You obviously know that the most efficient way to render is by keeping the GPU load as close to 100% for as long as possible. In order to do this and keep the monitor updating the screen, lag is introduced when the GPU becomes unresponsive for short periods of time.
When the driver becomes unresponsive to the Windows kernel (i.e. when Blender is using it)... it must wait until it responds. You can see this when you enable Branched Path Tracing in the Sampling options. If you set the samples too high, the GPU will become unresponsive long enough that Windows will actually reset the GPU driver and crash Blender (the operating system doesn't like when it's not sovereign over the affairs of the PC).
The point is that Windows is monitoring this.

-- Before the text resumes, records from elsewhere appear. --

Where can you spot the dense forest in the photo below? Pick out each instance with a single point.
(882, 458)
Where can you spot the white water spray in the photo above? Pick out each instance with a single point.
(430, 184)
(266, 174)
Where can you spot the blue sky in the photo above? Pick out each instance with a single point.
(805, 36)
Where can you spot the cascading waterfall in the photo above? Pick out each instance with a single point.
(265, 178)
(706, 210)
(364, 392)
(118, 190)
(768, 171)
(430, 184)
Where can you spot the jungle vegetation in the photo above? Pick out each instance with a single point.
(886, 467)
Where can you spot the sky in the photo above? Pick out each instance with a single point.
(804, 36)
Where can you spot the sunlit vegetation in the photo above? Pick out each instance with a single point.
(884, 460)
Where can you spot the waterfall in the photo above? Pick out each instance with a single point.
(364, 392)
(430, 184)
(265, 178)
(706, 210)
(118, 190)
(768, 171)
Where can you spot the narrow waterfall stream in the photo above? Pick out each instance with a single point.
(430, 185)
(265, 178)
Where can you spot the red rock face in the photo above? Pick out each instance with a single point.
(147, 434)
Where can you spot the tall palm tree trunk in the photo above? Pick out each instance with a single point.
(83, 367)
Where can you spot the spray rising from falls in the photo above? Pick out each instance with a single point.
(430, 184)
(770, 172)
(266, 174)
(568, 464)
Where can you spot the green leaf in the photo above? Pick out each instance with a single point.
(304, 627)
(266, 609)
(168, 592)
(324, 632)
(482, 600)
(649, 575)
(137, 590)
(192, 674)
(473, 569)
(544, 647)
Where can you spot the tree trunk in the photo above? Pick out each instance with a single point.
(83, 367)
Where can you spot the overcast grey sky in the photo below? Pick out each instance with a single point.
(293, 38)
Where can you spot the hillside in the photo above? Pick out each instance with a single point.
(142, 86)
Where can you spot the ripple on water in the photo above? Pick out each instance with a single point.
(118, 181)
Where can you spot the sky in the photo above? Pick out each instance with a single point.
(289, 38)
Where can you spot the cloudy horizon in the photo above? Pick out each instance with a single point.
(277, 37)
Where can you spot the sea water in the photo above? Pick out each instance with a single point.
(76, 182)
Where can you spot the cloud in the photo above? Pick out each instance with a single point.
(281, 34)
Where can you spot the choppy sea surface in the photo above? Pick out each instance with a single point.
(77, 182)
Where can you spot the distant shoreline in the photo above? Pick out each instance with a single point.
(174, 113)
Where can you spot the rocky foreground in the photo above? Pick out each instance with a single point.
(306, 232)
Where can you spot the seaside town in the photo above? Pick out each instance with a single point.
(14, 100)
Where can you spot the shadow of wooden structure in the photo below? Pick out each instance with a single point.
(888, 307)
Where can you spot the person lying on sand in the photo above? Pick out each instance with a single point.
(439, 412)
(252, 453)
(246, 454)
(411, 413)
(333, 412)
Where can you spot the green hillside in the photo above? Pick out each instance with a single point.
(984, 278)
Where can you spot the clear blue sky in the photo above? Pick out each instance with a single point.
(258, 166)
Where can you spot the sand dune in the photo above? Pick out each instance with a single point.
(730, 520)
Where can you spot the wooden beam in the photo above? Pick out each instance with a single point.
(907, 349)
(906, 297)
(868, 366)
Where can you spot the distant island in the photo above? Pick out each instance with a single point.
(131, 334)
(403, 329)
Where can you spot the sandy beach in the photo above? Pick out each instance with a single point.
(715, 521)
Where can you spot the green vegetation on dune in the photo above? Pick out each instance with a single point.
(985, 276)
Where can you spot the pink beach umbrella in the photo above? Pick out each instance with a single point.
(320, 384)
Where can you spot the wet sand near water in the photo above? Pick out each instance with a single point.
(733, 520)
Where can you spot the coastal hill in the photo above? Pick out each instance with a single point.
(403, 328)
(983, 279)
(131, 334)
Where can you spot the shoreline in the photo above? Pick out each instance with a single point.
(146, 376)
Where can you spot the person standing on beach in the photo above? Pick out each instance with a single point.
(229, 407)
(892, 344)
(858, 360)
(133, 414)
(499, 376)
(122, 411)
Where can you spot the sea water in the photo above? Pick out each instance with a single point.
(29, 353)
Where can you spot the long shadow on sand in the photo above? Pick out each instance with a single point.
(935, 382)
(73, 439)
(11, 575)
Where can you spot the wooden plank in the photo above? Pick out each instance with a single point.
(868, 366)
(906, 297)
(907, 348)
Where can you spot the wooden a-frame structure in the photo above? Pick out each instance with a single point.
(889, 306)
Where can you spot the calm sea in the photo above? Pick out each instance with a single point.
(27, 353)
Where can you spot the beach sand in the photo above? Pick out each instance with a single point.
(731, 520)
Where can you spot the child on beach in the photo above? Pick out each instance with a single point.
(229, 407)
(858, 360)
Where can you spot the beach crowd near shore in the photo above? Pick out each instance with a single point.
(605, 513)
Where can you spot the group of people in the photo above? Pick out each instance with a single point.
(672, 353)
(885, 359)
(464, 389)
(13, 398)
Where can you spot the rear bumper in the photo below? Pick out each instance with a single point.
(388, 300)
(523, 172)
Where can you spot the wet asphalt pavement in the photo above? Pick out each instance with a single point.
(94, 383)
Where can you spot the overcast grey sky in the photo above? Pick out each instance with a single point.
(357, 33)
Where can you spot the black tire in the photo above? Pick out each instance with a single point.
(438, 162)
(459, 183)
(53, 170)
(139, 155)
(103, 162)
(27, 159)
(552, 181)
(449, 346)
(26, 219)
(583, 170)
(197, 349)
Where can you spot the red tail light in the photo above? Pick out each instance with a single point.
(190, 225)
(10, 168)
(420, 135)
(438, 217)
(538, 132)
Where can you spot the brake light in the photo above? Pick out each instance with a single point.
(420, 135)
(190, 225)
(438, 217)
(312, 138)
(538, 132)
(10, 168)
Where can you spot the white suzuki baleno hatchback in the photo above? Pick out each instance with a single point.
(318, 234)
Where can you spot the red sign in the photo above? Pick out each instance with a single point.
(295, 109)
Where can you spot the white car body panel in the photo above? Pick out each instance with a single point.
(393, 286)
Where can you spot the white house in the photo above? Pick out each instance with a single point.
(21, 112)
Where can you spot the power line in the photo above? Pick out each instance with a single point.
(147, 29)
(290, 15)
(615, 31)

When the Titan is your primary display and it goes unresponsive, the OS takes it's cues from that driver for the desktop display. In other words, if Windows can't display the desktop at 60Hz refresh on your primary monitor, then it won't on the others. I'm pretty sure Windows uses a complex queuing system for sending and receiving messages from the display adapters to keep them all in sync.
I don't have multiple monitors but I have multiple GPUs. When I render with the two GPUs that are not hooked to my monitor, I get zero lag, and I'm running Windows 7. You can try using the 770 as your primary and render using the Titan, but if my guess is right, if Windows is using the Titan as a display device, the 770 will also lag.
Maybe someone else will have a more promising answer/solution. It's possible that Microsoft changed the way that it handles multiple displays in version 10, but I have no experience with it.